Claudia stiffened and tried to push away from him. First she would
have to unwrap her arms from his neck. How did they get there? How
did he manage to kiss her in the first place? She placed her hands
on his shoulders and shoved backward as far as his arms would allow.
"Baron! Y-you forget yourself!"
"Guy," he murmured, pressing one last, lingering kiss against her
lips. He lifted his head and looked into her eyes, as if he were
searching for something. At last he smiled. "You must learn to call
me 'Guy.'" She tried to scoot off his lap, but his grip on her
tightened. "Hold very still, Claudia."
"Release me, Baron."
He shook his head. "Never."
She tried not to panic. He'd turned into a madman. A lust-crazed
madman. That was the source of the strange light in his eyes.
Before they kissed that light had fascinated her.
Now it frightened her. She lifted her hand and slapped him, not
hard, but hopefully hard enough to bring him to his senses.
Guy blinked once very slowly. When he opened his eyes again, they no
longer burned with passion. He looked confused. "Why did you do
"Why did I-" Claudia pressed her palm to her own cheek and released
a shaky sigh. He was wooden-headed as well as crazed. "I thought it
might return you to your senses, Baron. You did not come here to
He lifted one hand to her temple and his gaze moved to the stray
wisp of her hair that he rubbed between his fingers.

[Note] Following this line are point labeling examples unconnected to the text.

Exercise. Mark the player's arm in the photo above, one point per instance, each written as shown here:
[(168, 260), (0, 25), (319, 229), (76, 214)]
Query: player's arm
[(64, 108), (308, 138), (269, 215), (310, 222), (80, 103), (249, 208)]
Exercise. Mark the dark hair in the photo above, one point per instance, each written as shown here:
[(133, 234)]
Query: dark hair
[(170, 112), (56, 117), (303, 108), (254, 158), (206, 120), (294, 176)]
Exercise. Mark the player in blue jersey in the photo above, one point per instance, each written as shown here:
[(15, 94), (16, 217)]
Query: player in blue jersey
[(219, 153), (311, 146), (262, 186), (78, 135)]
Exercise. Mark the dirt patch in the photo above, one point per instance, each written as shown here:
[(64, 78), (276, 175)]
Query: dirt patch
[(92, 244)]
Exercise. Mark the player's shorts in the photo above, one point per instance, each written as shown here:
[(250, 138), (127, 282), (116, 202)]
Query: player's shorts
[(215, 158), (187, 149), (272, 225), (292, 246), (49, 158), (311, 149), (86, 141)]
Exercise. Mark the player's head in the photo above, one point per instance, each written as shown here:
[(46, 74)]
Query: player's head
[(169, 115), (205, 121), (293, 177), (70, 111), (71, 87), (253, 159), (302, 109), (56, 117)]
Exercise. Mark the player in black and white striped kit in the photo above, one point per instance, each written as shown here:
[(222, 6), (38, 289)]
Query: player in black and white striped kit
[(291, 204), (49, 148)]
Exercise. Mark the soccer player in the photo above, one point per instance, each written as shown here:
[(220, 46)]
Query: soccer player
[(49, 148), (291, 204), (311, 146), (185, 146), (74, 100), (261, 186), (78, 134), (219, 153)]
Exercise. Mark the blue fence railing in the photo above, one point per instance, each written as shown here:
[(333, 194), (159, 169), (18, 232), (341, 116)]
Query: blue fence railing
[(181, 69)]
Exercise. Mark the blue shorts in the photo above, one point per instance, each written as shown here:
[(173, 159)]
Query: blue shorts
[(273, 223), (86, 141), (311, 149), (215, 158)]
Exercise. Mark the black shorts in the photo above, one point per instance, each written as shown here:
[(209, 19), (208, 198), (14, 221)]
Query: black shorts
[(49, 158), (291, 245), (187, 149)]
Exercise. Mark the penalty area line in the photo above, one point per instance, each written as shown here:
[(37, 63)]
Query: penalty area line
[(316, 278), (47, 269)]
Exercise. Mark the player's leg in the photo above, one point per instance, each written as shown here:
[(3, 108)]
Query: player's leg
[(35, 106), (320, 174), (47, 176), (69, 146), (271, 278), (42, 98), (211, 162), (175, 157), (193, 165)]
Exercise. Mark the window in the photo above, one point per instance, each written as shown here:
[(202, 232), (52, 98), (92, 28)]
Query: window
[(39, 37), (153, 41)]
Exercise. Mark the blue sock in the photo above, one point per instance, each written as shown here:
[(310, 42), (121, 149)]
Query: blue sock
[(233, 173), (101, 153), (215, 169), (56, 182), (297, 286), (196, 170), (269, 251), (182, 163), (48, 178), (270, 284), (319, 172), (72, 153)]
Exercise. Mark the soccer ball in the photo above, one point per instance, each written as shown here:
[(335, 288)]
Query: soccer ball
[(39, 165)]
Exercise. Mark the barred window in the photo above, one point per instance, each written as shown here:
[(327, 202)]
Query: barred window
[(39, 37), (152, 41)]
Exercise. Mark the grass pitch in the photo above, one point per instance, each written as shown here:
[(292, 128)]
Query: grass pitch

"I suspected rightly enough that you wanted to kiss me. There seemed
no reason to delay the matter."
Claudia pushed the lock of hair from his grasp and tucked it behind
her ear in one harsh movement. He looked as if she'd just slapped
him again. "I don't know why I let you kiss me, but it will not
happen again. What we did-what you are doing now is-is sinful."
"Perhaps." He didn't look the least disturbed by the possibility.
"Perhaps not. You are right about Halford Hall. The bargain does
seem unbalanced in your uncle's favor."
"What do you mean?"
He was staring at her mouth again. His voice sounded distracted. "I
must discuss the matter with Baron Lonsdale before I can tell you
anything more." He shook his head as if to clear his thoughts.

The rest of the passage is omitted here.